Apartheid cannot be compared to the slavery and Jim Crow laws of the US, but the some of the results are similar. Returning from the trip, I continue to think of the parallels between the lives led by Black South Africans and Black Americans. Both groups with limited options for quality education, reduced access to healthcare, facing discrimination, and denial of oppression. In the case of the US Jim Crow ended in 1965, nearly three decades before apartheid ended in 1994. And yet, the US is not strides ahead on its path to reconciliation. One could argue that the difference may lie in the motivations in ending these policies and laws – the US was under domestic pressure while South Africa’s pressure was international. But a possible explanation could be in the actions that were taken once the institutionalized racism ended.

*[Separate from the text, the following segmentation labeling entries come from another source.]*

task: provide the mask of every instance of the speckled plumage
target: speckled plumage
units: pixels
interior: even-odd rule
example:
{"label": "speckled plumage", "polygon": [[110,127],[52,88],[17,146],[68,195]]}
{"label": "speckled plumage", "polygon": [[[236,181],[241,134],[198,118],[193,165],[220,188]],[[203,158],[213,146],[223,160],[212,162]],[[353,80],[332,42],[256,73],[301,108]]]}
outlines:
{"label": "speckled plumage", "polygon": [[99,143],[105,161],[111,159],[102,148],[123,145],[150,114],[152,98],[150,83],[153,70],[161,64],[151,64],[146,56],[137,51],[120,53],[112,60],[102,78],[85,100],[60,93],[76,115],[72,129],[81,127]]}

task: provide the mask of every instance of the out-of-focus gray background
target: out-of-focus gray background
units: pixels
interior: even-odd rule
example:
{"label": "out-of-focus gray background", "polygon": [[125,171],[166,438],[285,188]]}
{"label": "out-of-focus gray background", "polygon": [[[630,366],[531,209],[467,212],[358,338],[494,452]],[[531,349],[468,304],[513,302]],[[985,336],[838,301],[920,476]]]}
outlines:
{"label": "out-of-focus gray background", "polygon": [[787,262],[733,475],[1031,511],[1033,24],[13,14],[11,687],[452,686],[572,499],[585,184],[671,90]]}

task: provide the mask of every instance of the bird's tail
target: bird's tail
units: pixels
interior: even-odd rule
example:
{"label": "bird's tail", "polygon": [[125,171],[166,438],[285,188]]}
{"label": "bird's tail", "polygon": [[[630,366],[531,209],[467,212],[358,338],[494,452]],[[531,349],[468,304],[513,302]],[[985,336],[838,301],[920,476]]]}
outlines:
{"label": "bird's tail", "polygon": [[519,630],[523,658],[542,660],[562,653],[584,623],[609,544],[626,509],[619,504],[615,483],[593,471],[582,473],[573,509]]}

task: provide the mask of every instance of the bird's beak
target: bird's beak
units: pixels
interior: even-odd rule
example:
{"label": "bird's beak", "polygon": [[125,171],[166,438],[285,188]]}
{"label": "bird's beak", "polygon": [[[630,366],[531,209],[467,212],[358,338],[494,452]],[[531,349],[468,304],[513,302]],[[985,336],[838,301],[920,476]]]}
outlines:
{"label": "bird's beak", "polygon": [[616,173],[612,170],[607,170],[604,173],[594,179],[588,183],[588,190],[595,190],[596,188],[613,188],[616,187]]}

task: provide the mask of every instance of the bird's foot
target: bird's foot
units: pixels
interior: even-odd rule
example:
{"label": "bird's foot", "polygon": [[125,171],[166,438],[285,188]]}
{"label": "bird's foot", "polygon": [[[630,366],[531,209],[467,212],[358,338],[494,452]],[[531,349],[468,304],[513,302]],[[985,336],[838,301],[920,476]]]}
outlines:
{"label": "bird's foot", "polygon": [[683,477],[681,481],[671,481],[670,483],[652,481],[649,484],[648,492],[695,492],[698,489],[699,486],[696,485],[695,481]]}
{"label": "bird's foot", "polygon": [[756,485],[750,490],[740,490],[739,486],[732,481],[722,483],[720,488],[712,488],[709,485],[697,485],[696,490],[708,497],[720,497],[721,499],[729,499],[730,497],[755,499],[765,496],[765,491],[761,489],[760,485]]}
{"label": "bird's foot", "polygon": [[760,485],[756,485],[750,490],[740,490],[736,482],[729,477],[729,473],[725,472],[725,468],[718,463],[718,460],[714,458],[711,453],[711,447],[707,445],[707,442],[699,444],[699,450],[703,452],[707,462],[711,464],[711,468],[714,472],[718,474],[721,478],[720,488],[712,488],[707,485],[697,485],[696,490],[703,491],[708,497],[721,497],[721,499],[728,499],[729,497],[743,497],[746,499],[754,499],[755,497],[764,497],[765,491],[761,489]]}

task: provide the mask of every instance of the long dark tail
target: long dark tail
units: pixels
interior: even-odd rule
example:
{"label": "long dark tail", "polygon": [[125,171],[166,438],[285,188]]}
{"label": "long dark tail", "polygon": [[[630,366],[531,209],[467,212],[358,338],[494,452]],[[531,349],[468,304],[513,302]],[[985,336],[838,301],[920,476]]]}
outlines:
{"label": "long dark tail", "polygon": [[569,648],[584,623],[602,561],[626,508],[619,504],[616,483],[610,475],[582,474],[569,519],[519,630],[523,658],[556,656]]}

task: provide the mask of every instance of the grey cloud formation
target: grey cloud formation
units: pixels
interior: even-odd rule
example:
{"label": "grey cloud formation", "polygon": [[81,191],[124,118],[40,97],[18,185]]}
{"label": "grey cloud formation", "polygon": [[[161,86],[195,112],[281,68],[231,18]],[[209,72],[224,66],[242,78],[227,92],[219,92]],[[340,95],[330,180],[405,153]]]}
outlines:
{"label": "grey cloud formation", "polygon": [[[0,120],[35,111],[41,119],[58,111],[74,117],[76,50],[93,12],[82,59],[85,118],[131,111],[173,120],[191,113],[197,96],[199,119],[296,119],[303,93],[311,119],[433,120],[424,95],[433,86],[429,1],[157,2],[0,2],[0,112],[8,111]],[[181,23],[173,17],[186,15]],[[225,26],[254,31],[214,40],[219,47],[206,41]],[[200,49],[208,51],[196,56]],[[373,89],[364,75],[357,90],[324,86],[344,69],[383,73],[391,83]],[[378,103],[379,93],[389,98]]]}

At the end of apartheid, the Truth and Reconciliation Commission held hearings to allow for victims to record crimes committed against them and for perpetrators to confess. In some cases, it allowed for reparations to victims and amnesty under certain conditions to those who had committed crimes. This memorialization of what took place in South Africa forces accountability and sets the stage for repairing the wrongs done. In the US, there was no such attempt at reconciliation or restorative justice. Instead, there are arguments that slavery and Jim Crow were long ago, the people who perpetrated these atrocities are no longer are alive (although white Americans still benefit), and that reparations would be too difficult to determine.
It will be interesting to see how these two countries treat their marginalized populations in the future – will they continue to run parallel to each other? Will one country lap the other?